APOB protein, encoded by the APOB gene, plays a critical role in the formation of lipoprotein complexes of low-density lipoprotein and high-density lipoprotein.33 APOB protein is an established risk factor for metabolic diseases and cardiovascular diseases.34 However, some researchers have begun to focus on the interplay between serum APOB protein and cancer. Li et al reported that the levels of serum APOB protein were significantly higher in post-chemotherapeutic patients with breast cancer than in prechemotherapeutic patients.35 Moreover, a population-based cohort study revealed that serum APOB protein was positively correlated with colorectal cancer and lung cancer among male patients and inversely associated with female breast cancer.36 Li et al37 conducted a retrospective clinical study incorporating 1044 patients with breast cancer and could not find any association between circulating APOB levels and OS. In addition, a recent study38 assessed the serum APOB protein in relation to clinical features and prognosis and found that high APOB levels were significantly associated with improved OS and cancer-specific survival in patients with colorectal cancer but were not statistically associated with TNM stage. In this study, we specifically explored the status of serum APOB protein in patients with LGG and normal individuals and associations with clinicopathological features. Our study demonstrated that the levels of APOB protein were significantly lower in patients with LGG than in normal controls, and the expression of APOB protein was significantly associated with histological type and histological-molecular classification.
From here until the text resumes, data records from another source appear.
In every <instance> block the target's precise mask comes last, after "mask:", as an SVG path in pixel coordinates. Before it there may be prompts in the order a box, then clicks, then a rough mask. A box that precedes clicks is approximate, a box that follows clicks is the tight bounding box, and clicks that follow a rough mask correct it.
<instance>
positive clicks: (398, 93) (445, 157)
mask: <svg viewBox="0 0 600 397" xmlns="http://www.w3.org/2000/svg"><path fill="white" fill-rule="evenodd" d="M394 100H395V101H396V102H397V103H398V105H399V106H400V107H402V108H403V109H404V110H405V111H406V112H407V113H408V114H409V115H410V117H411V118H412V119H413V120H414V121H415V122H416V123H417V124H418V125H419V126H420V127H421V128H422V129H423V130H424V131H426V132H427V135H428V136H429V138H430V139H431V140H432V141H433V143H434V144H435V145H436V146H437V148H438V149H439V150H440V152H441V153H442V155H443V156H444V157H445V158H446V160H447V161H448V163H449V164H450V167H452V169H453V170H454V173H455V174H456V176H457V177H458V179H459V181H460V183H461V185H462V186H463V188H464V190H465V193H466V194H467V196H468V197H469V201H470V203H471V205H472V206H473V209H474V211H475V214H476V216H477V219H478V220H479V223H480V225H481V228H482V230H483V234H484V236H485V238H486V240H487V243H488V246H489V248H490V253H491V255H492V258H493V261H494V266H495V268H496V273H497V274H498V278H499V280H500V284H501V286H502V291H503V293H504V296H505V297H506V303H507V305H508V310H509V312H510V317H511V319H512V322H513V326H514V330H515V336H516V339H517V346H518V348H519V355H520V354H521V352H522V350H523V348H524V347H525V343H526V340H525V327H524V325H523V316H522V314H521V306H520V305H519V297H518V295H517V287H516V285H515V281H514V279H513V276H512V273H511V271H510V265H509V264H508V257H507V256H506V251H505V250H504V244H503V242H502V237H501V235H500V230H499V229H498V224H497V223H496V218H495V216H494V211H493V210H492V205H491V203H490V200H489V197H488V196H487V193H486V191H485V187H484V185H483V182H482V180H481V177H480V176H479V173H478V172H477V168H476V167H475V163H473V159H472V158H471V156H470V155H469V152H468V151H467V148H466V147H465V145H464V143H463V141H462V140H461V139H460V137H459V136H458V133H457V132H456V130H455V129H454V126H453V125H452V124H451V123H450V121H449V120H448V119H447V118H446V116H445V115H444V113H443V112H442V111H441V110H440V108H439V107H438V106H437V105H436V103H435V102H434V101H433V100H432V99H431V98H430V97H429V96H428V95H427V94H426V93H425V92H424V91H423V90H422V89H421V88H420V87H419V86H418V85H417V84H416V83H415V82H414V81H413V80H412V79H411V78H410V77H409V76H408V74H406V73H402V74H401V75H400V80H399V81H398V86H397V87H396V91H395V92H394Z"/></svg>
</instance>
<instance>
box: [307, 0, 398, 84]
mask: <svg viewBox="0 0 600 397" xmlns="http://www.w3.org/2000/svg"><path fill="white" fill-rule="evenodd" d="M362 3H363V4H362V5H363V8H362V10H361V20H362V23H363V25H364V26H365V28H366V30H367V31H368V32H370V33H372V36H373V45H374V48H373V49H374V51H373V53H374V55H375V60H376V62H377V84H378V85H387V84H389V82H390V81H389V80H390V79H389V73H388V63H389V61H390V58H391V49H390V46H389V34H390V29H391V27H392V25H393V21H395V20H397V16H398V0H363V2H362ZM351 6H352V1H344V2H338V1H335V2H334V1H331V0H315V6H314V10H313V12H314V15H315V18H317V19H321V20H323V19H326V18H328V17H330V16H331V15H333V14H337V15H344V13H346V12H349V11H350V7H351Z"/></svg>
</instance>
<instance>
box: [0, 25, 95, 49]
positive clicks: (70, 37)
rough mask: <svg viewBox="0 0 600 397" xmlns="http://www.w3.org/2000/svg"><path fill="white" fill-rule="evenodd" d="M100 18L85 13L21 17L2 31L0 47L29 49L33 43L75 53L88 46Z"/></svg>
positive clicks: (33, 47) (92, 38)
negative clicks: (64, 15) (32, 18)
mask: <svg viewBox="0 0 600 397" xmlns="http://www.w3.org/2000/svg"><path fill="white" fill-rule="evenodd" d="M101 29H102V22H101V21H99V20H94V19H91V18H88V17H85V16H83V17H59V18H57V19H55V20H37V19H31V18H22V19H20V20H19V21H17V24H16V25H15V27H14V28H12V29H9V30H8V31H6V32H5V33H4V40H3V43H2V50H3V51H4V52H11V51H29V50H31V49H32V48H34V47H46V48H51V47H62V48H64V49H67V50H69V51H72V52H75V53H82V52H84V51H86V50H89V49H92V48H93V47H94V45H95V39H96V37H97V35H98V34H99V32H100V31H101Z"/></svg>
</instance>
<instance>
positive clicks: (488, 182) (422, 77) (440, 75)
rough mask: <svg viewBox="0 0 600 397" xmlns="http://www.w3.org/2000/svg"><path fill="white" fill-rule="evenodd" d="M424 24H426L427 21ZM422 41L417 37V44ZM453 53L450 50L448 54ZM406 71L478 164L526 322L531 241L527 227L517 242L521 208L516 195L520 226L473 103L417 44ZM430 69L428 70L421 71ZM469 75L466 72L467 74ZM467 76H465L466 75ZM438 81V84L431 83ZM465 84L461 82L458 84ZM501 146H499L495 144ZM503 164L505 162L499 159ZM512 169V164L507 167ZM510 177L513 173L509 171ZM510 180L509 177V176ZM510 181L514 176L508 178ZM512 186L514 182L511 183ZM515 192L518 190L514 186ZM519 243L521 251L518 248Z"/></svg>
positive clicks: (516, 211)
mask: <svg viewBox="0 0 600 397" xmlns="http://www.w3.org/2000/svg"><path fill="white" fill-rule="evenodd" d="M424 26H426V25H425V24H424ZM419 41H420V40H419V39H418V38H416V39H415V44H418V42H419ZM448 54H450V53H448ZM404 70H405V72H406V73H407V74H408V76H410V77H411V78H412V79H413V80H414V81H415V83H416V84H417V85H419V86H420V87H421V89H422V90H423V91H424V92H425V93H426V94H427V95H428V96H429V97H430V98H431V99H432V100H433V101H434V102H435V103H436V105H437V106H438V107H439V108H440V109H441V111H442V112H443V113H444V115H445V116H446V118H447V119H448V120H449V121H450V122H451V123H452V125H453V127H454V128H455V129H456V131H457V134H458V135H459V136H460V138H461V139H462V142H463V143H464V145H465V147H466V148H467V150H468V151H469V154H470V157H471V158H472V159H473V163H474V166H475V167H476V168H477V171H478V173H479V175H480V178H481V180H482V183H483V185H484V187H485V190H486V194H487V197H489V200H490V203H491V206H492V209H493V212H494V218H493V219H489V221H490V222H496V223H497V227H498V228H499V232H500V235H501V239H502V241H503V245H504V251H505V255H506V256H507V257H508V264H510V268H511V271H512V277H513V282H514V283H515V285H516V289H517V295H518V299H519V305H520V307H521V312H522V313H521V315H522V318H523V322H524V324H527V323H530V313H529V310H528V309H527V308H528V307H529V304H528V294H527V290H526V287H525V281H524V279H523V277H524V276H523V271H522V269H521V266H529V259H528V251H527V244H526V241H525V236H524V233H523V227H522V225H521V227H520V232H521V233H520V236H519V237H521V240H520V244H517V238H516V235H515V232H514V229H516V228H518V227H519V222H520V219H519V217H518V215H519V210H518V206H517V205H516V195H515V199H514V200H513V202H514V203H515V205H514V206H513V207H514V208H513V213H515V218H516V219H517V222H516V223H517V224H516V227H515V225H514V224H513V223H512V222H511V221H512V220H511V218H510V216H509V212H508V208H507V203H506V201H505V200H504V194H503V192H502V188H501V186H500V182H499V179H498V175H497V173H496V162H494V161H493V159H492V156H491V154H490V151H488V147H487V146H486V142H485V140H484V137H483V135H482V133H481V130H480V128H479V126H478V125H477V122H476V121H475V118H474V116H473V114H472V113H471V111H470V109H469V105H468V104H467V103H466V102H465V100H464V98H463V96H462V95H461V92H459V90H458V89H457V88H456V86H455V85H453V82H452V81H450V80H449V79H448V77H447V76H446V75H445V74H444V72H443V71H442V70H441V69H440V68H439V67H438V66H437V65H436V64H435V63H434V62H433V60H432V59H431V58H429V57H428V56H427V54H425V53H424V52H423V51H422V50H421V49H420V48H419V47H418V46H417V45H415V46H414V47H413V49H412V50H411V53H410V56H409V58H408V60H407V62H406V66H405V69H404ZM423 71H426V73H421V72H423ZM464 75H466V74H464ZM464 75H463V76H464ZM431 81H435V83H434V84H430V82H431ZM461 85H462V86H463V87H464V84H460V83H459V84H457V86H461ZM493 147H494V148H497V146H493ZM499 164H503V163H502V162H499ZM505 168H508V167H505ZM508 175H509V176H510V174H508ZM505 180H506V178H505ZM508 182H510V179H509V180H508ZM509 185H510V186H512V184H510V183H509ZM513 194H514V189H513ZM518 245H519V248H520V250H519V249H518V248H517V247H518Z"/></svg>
More importantly, this study revealed that the serum APOB concentration could identify LGG from healthy controls with acceptable diagnostic performance (AUC=0.645), indicating that circulating APOB protein might serve as a potential diagnostic biomarker for patients with LGG.

APOB protein is a dietary lipid transporter that plays a vital role in lipid metabolism.36,39 Recent studies have demonstrated that lipid metabolism reprogramming is implicated in the involvement of cell growth, angiogenesis, signal transduction and progression of several cancers,40,41 including glioma.42,43 Moreover, Chimienti et al44 reported that APOA inhibited the secretion of IL-6 by interfering with lipopolysaccharide signaling in a human astrocytoma cell line. Hashemi et al45 discovered that APOA1 was a key oncogene in malignant astrocytoma tumors due to its functional consequences in tumor growth, angiogenesis and migration. As described previously, APOB is mainly responsible for the transportation of lipids, and methylation of APOB leads to the accumulation of extracellular lipids. Extracellular lipid loading contributes to glioma angiogenesis mediated by the hypoxic paracrine signaling pathway.46 Based on the above studies, we can infer that APOB is a novel therapeutic target for the treatment of glioma from the perspective of lipid metabolism reprogramming.

However, there are two unavoidable limitations in our study. First, we could not determine the prognostic significance of serum APOB protein among 150 cases of patients with LGG because obtaining survival information of all the patients in the short run is not an easy task. Due to the limited number of normal brain tissues in both the TCGA and CGGA databases, we could not compare the difference in APOB mRNA or DNA methylation between LGG and normal brain tissues. Hence, in our future work, we will continue the inquiry about patient survival information and further investigate the potential biological role of APOB in LGG by a series of biomedical experiments.

Conclusion

The expression of APOB protein is downregulated in patients with LGG compared with normal individuals. APOB mRNA expression is negatively regulated by DNA methylation. APOB mRNA and APOB DNA methylation play an essential role in the prognosis of patients with LGG. In addition, APOB hypomethylation is an independent risk factor for unfavorable survival in patients with LGG. Collectively, APOB methylation may serve as a novel and promising prognostic biomarker for patients with LGG.